The Northwestern women’s basketball team ended its season Monday in Sioux City, where the Raiders lost 74-68 to No. 6 Davenport.
It marked NW’s sixth consecutive Final Four appearance in the NAIA Division II National Tournament. The Raiders finished ranked seventh in the nation with a 26-8 record (15-5, third place in the GPAC).
“No doubt we grew,” said head coach Chris Yaw. “I feel like we were playing really good basketball at the end of the season, and that is what we strive for. There were some peaks and valleys on the way to that. Credit those ladies for when we are on a high to keep riding the high, and when it is going the other way keep putting one foot in front of the other and keep fighting. I feel good about how we improved throughout the year.”
NW won both ends of the court by out-shooting and out-rebounding Davenport. The Raiders controlled pace and tempo, and played to their style of team-first basketball, but it was not enough.
Junior Alli Dunkelberger led the Raiders with 18 points. Junior post Sam Kleinsasser added 11 points.
With the season over, talk has shifted toward the legacy being left by the seniors.

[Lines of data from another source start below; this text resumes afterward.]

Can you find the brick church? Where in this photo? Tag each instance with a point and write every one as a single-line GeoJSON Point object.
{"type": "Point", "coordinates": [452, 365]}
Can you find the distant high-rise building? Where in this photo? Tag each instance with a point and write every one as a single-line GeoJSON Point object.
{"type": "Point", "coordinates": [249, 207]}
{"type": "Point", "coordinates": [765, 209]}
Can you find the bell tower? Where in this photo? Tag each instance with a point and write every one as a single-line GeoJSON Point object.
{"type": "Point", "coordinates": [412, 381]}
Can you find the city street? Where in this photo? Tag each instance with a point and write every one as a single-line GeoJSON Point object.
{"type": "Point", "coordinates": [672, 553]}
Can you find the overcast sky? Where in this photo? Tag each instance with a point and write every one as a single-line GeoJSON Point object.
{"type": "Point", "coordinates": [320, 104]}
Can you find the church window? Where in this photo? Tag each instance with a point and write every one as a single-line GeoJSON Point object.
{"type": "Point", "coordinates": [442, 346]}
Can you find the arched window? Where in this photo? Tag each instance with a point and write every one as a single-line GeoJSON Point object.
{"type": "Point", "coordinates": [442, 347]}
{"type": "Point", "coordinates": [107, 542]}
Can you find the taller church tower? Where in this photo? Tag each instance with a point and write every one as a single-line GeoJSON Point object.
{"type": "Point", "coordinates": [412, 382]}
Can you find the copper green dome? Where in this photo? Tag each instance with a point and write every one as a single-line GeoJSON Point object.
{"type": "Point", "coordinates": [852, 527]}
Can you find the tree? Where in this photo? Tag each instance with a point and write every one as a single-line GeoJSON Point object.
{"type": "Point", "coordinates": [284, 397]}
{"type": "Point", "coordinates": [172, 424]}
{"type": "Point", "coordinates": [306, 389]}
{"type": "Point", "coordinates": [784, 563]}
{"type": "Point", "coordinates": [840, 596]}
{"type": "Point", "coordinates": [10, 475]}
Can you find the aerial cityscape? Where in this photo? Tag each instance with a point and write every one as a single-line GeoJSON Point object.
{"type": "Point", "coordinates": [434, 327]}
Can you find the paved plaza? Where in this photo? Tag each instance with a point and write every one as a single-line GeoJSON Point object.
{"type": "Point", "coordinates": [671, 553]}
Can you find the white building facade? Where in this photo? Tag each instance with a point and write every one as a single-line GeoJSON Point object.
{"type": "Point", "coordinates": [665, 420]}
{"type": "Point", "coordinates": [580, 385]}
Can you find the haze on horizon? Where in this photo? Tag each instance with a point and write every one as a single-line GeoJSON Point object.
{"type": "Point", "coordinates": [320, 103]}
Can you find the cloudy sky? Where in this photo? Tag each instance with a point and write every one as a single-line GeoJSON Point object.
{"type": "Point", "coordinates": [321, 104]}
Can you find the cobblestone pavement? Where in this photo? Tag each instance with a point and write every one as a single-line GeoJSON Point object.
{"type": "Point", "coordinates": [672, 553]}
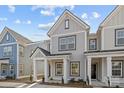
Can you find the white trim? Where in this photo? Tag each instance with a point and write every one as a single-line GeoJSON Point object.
{"type": "Point", "coordinates": [115, 76]}
{"type": "Point", "coordinates": [86, 42]}
{"type": "Point", "coordinates": [102, 39]}
{"type": "Point", "coordinates": [8, 44]}
{"type": "Point", "coordinates": [74, 17]}
{"type": "Point", "coordinates": [17, 68]}
{"type": "Point", "coordinates": [66, 34]}
{"type": "Point", "coordinates": [3, 33]}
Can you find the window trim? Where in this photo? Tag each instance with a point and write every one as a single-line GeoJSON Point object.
{"type": "Point", "coordinates": [66, 37]}
{"type": "Point", "coordinates": [71, 68]}
{"type": "Point", "coordinates": [68, 24]}
{"type": "Point", "coordinates": [56, 68]}
{"type": "Point", "coordinates": [116, 30]}
{"type": "Point", "coordinates": [121, 61]}
{"type": "Point", "coordinates": [11, 51]}
{"type": "Point", "coordinates": [95, 44]}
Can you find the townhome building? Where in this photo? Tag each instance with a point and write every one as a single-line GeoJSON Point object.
{"type": "Point", "coordinates": [12, 54]}
{"type": "Point", "coordinates": [77, 53]}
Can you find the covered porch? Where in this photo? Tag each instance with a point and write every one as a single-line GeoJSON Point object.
{"type": "Point", "coordinates": [54, 67]}
{"type": "Point", "coordinates": [106, 67]}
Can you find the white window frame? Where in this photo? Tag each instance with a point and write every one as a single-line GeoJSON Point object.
{"type": "Point", "coordinates": [94, 44]}
{"type": "Point", "coordinates": [7, 51]}
{"type": "Point", "coordinates": [71, 69]}
{"type": "Point", "coordinates": [21, 69]}
{"type": "Point", "coordinates": [67, 24]}
{"type": "Point", "coordinates": [7, 37]}
{"type": "Point", "coordinates": [56, 69]}
{"type": "Point", "coordinates": [119, 37]}
{"type": "Point", "coordinates": [117, 69]}
{"type": "Point", "coordinates": [21, 50]}
{"type": "Point", "coordinates": [67, 43]}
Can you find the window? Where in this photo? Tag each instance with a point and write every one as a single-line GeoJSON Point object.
{"type": "Point", "coordinates": [117, 69]}
{"type": "Point", "coordinates": [21, 69]}
{"type": "Point", "coordinates": [67, 24]}
{"type": "Point", "coordinates": [4, 68]}
{"type": "Point", "coordinates": [92, 44]}
{"type": "Point", "coordinates": [67, 43]}
{"type": "Point", "coordinates": [7, 37]}
{"type": "Point", "coordinates": [11, 68]}
{"type": "Point", "coordinates": [119, 36]}
{"type": "Point", "coordinates": [7, 51]}
{"type": "Point", "coordinates": [75, 68]}
{"type": "Point", "coordinates": [21, 50]}
{"type": "Point", "coordinates": [59, 69]}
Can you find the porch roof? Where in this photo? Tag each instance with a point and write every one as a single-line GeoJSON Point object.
{"type": "Point", "coordinates": [47, 53]}
{"type": "Point", "coordinates": [105, 53]}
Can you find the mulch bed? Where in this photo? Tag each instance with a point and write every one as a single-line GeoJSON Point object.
{"type": "Point", "coordinates": [74, 85]}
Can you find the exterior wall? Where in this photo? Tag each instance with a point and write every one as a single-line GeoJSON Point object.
{"type": "Point", "coordinates": [29, 49]}
{"type": "Point", "coordinates": [77, 55]}
{"type": "Point", "coordinates": [92, 36]}
{"type": "Point", "coordinates": [108, 36]}
{"type": "Point", "coordinates": [10, 39]}
{"type": "Point", "coordinates": [108, 30]}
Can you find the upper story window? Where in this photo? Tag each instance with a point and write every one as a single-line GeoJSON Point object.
{"type": "Point", "coordinates": [117, 68]}
{"type": "Point", "coordinates": [7, 37]}
{"type": "Point", "coordinates": [21, 50]}
{"type": "Point", "coordinates": [92, 44]}
{"type": "Point", "coordinates": [7, 51]}
{"type": "Point", "coordinates": [67, 43]}
{"type": "Point", "coordinates": [119, 36]}
{"type": "Point", "coordinates": [67, 24]}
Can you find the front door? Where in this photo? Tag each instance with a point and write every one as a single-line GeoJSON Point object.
{"type": "Point", "coordinates": [4, 69]}
{"type": "Point", "coordinates": [93, 71]}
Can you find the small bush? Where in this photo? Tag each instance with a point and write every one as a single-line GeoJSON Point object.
{"type": "Point", "coordinates": [72, 80]}
{"type": "Point", "coordinates": [80, 80]}
{"type": "Point", "coordinates": [117, 86]}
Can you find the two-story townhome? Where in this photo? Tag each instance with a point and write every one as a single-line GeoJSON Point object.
{"type": "Point", "coordinates": [68, 42]}
{"type": "Point", "coordinates": [12, 54]}
{"type": "Point", "coordinates": [105, 60]}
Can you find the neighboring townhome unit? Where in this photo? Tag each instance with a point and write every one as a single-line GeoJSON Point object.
{"type": "Point", "coordinates": [106, 63]}
{"type": "Point", "coordinates": [12, 53]}
{"type": "Point", "coordinates": [65, 59]}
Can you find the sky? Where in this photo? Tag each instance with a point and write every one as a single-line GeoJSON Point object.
{"type": "Point", "coordinates": [34, 22]}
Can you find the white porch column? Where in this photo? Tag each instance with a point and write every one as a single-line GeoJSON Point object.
{"type": "Point", "coordinates": [46, 70]}
{"type": "Point", "coordinates": [89, 69]}
{"type": "Point", "coordinates": [65, 66]}
{"type": "Point", "coordinates": [103, 61]}
{"type": "Point", "coordinates": [34, 70]}
{"type": "Point", "coordinates": [109, 68]}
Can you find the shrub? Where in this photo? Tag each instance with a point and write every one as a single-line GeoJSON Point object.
{"type": "Point", "coordinates": [72, 80]}
{"type": "Point", "coordinates": [80, 80]}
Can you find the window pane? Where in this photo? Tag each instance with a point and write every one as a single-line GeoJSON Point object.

“One thing I would like to be remembered for is my work ethic on the court,” said senior captain Kendra De Jong. She led the Raiders in scoring and rebounding throughout the season, with averages of 18 points and 11 rebounds per contest.
That work ethic earned her both the NAIA Division-II Player of the Year and GPAC Player of the Year. It will not be the hardware that lives on in De Jong’s mind, though.
“I think one of the most memorable moments was when we would be together on the court and we needed a big stop, and we would play an awesome defensive possession,” De Jong said. “Those are the things I want to be remembered as being a part of.”
The Raiders were no strangers to the sort of come-from-behind situation they were confronted with in the semi-final game. They had come back from many double-digit deficits to win games all season, and during their tournament run to the Final Four. Their experience did not help them in the turnover battle, which NW lost 28-18.
Regardless of the season’s final outcome, this NW team can brag of their companionship, as they feel they have grown closer than other teams in the past.
“When I first came here, I thought it was really cool to see how close the team was,” said senior Mallory Cunard. “I think every year I’ve been in the program this team has gotten closer and closer. There is not one person on the team that I don’t genuinely love, and I think we all would say that.”
Yaw commented on the different leadership styles.
“Our senior leaders (De Jong and Cunard), are both tremendous leaders,” Yaw said. “They lead in their own unique way. We don’t grow the way we did without these young ladies investing in each other and their relationships.”